In some embodiments, the truncated variant has a sortase activity comparable to the corresponding non-truncated version or the corresponding N-terminal amino acids 1-25 or 2-25 truncated version.

In one general aspect, provided is a polynucleotide encoding the truncated variant disclosed herein.

In some embodiments, the polynucleotide consists of a nucleotide sequence of SEQ ID NO: 6 or 8.

In one general aspect, provided is a vector comprising the polynucleotide of

claim

8 or 9.

In one general aspect, provided is a host cell comprising the vector disclosure herein.

In one general aspect, provided is a method for improving the thermo-stability of a Staphylococcus aureus sortase A (SaSrtA) , comprising truncating the SaSrtA such that the truncated sortase A lacks N-terminal amino acids 1-59 or 2-59 of a wild type Staphylococcus aureus sortase A (wt SaSrtA) , wherein the SaSrtA comprises one or more mutations selected from the group consisting of P94R, D124G, D160N, D165A, Y187L, E189R, K190E, K196T and F200L as compared to the wt SaSrtA, mutation positions being numbered based on the amino acid sequence of the wt SaSrtA.

In some embodiments, the amino acid sequence of the wt SaSrtA is set forth in SEQ ID NO: 1. In some embodiments, the SaSrtA comprises or comprises only the mutations P94R, D124G, D160N, D165A, Y187L, E189R, K190E, K196T and F200L. In some embodiments, the SaSrtA comprises an amino acid sequence as set forth in SEQ ID NO: 3 or is mg SrtA with an amino acid sequence as set forth in SEQ ID NO: 3.

In some embodiments, the truncated sortase A consists of an amino acid sequence that is at least 95%identical to the amino acid sequence of SEQ ID NO: 5 or 7. In some embodiments, the truncated sortase A consists of an amino acid sequence as set forth in SEQ ID NO: 5 or 7.

In some embodiments, the truncated sortase A has an improved thermo-stability as compared to the SaSrtA or the wt SaSrtA. In some embodiments, the truncated sortase A has a sortase activity comparable to the SaSrtA.
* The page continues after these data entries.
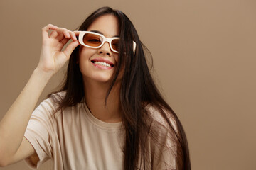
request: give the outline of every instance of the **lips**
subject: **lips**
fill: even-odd
[[[110,66],[110,67],[114,67],[114,64],[110,60],[105,58],[95,58],[91,60],[95,64],[103,65],[105,67]]]

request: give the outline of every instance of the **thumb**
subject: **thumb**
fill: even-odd
[[[73,41],[71,43],[70,43],[68,45],[68,47],[65,49],[63,52],[69,58],[70,57],[72,52],[75,50],[76,47],[78,47],[78,45],[79,45],[78,40]]]

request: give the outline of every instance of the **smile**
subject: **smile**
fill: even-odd
[[[95,64],[97,64],[97,65],[102,65],[102,66],[105,66],[105,67],[113,67],[114,66],[111,66],[110,64],[107,63],[107,62],[94,62],[92,61],[92,63],[94,63]]]

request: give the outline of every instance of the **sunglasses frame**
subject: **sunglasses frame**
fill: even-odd
[[[99,35],[100,37],[102,38],[102,44],[98,46],[98,47],[93,47],[93,46],[90,46],[90,45],[87,45],[86,44],[85,44],[83,42],[83,37],[85,35],[85,34],[86,33],[90,33],[90,34],[94,34],[94,35]],[[79,36],[78,36],[78,40],[79,40],[79,42],[83,45],[83,46],[85,46],[85,47],[90,47],[90,48],[100,48],[101,47],[102,47],[102,45],[105,44],[105,42],[107,42],[110,45],[110,49],[111,50],[112,50],[113,52],[116,52],[116,53],[119,53],[119,52],[113,49],[113,47],[112,47],[112,45],[111,45],[111,42],[113,40],[119,40],[119,38],[117,38],[117,37],[114,37],[114,38],[106,38],[102,34],[100,34],[100,33],[95,33],[95,32],[92,32],[92,31],[86,31],[86,30],[84,30],[84,31],[80,31],[79,33]],[[136,42],[134,41],[132,41],[133,42],[133,52],[134,54],[135,53],[135,50],[136,50]]]

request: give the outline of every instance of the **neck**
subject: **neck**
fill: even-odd
[[[115,83],[107,97],[107,103],[105,103],[110,84],[102,84],[92,81],[86,81],[85,84],[86,104],[96,118],[107,123],[122,121],[119,84]]]

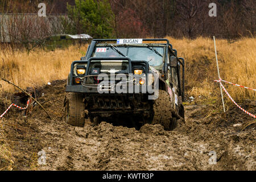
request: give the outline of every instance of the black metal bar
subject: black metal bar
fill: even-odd
[[[88,60],[87,64],[86,71],[85,76],[88,76],[89,73],[89,67],[91,61],[100,61],[100,60],[127,60],[129,64],[129,72],[131,73],[131,60],[129,57],[91,57]]]
[[[185,97],[185,86],[184,86],[184,79],[185,79],[185,60],[182,57],[179,57],[179,59],[181,59],[182,60],[183,63],[183,67],[182,67],[182,101],[184,101],[184,97]]]
[[[93,49],[94,49],[95,44],[96,44],[96,42],[93,40],[92,41],[92,43],[90,44],[90,47],[88,48],[89,51],[87,52],[87,53],[85,56],[85,60],[87,60],[92,57],[92,55],[94,51]]]

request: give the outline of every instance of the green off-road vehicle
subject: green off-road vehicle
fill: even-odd
[[[65,121],[172,130],[184,117],[184,60],[167,39],[93,40],[71,65]]]

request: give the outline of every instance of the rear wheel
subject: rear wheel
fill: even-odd
[[[69,93],[65,98],[65,121],[74,126],[83,127],[85,122],[85,104],[81,94]]]
[[[172,104],[167,92],[159,90],[158,98],[153,105],[154,117],[152,124],[160,124],[166,130],[173,130],[177,126],[177,120],[172,117]]]

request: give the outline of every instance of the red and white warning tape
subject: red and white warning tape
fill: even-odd
[[[246,86],[242,86],[242,85],[240,85],[235,84],[232,83],[231,82],[226,81],[225,81],[225,80],[221,80],[221,79],[220,79],[218,81],[218,80],[214,80],[214,81],[216,81],[216,82],[223,81],[223,82],[225,82],[226,83],[228,83],[228,84],[232,84],[232,85],[235,85],[235,86],[244,88],[245,89],[249,89],[249,90],[252,90],[256,91],[256,89],[251,89],[250,88],[248,88],[248,87],[246,87]]]
[[[240,109],[241,110],[242,110],[243,111],[244,111],[245,113],[246,113],[247,114],[250,115],[250,116],[254,117],[254,118],[256,118],[256,115],[255,115],[254,114],[253,114],[249,112],[248,112],[247,111],[245,110],[245,109],[243,109],[243,108],[242,108],[240,105],[238,105],[234,101],[234,100],[232,98],[232,97],[231,97],[231,96],[229,95],[229,94],[228,93],[228,91],[226,91],[226,89],[225,88],[224,86],[223,86],[222,84],[221,83],[221,79],[220,79],[219,80],[214,80],[214,81],[216,82],[220,82],[221,87],[222,88],[223,90],[224,90],[224,92],[226,93],[226,94],[227,94],[227,96],[229,97],[229,98],[231,100],[231,101],[237,106],[239,107],[239,109]],[[226,82],[226,81],[225,81]],[[237,86],[236,85],[236,86]],[[241,86],[240,85],[239,85],[240,86]],[[245,88],[245,87],[243,87]],[[253,89],[254,90],[254,89]]]
[[[24,107],[24,108],[22,108],[22,107],[20,107],[20,106],[17,106],[16,105],[15,105],[14,104],[11,104],[11,105],[8,107],[8,109],[1,115],[0,115],[0,118],[2,118],[3,117],[3,115],[5,114],[6,114],[6,113],[8,111],[8,110],[11,107],[11,106],[15,106],[15,107],[18,107],[18,108],[19,108],[19,109],[27,109],[27,107],[28,107],[28,105],[30,105],[30,99],[28,99],[28,100],[27,101],[27,106],[26,106],[26,107]]]

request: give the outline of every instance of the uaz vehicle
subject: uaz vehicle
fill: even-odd
[[[167,39],[93,40],[85,56],[71,65],[65,121],[75,126],[87,118],[95,125],[160,124],[172,130],[184,117],[184,64]]]

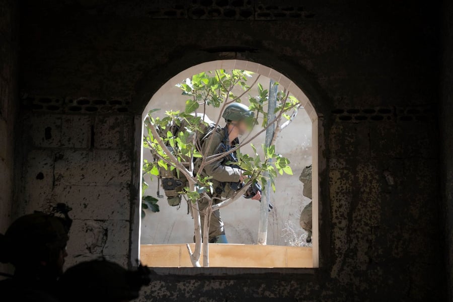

In one general aspect, provided is a method of expressing a sortase, comprising: (a) providing a host cell comprising a vector comprising a polynucleotide encoding the sortase, and (b) inducing the host cell to express the sortase at a temperature lower than an optimal temperature for the growth of the host cell.

In some embodiments, the temperature is lower than the optimal temperature by about 15-25℃ such as about 18-23℃, about 20-22℃, or about 21℃.

In some embodiments, the temperature is in the range of about 12-21℃ such as about 13-19℃, about 14-18℃, about 15-17℃, or about 16℃.

In some embodiments, in step (b) the host cell is induced to express the sortase for a period of time from about 12-20 hours, such as about 14-18 hours, about 15-17 hours, or about 16 hours.

In some embodiments, the sortase is non-tagged and/or truncated such as N-terminal amino acids 1-59, 2-59, 1-25, or 2-25 truncated.

In some embodiments, the host cell is the host cell disclosed herein.

In some embodiments, the host cell is selected from a group consisting of prokaryotic cells such as E. coli or Bacillus subtilis, and eukaryotic cells such as filamentous fungi, yeasts, plant and insect cells, or mammalian cell lines.

In some embodiments, the method further comprises (c) separating the sortase expressed in step (b) . In some embodiments, the step (c) comprises (c1) lysing the host cell, centrifuging the resulting lysis solution, and collecting the resulting supernatant after centrifugation; and (c2) separating the sortase by sequentially performing a cation-exchange chromatography and an anion-exchange chromatography.

In one general aspect, provided is a method of polypeptide conjugation, comprising the step of incubating together (a) a first polypeptide comprising LPXTG with X being any amino acid residue, (b) a second polypeptide comprising one to three glycine amino acid residues at its N-terminus, and (c) a truncated variant disclosed herein or a sortase obtained according to the method disclosed herein, thereby producing a conjugated polypeptide.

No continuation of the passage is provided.